Vehicle Routing is a similar problem where the algorithm optimizes the movement of a fleet of vehicles. In our formulation, we have a delivery driver who accepts orders from customers, picks up food from a restaurant and delivers it to the customer. The driver optimizes to increase the number of successful deliveries within a time limit.
rl_traveling_salesman_vehicle_routing_coach: notebook used for training traveling salesman and vehicle routing policies.
TSP_env.py: traveling salesman problem is defined here.
TSP_view_2D.py: visualizer for the traveling salesman problem.
TSP_baseline.py: baseline implementation of traveling salesman.

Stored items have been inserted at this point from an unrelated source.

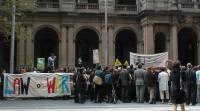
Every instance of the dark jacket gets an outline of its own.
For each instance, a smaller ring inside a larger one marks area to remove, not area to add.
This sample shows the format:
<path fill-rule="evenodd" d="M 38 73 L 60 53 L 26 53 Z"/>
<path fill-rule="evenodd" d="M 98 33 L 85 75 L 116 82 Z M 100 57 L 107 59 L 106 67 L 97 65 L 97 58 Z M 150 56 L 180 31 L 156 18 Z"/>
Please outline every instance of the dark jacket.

TSP_baseline_util.py: helper file for baseline implmentation.
VRP_env.py: vehicle routing problem is defined here.
VRP_abstract_env.py: defines an easier version of vehicle routing problem where the driver knows the path to go from one place to another.
VRP_view_2D.py: visualizer for the vehicle routing problem.
VRP_baseline.py: baseline implementation of vehicle routing.
VRP_baseline_util.py: helper file for baseline implmentation.
train-coach.py: launcher for coach training.
evaluate-coach.py: launcher for coach evaluation.
preset-tsp-easy.py: coach preset for Clipped PPO for the easy version of TSP.
preset-tsp-medium.py: coach preset for Clipped PPO for the medium version of TSP.
preset-vrp-easy.py: coach preset for Clipped PPO for the easy version of VRP.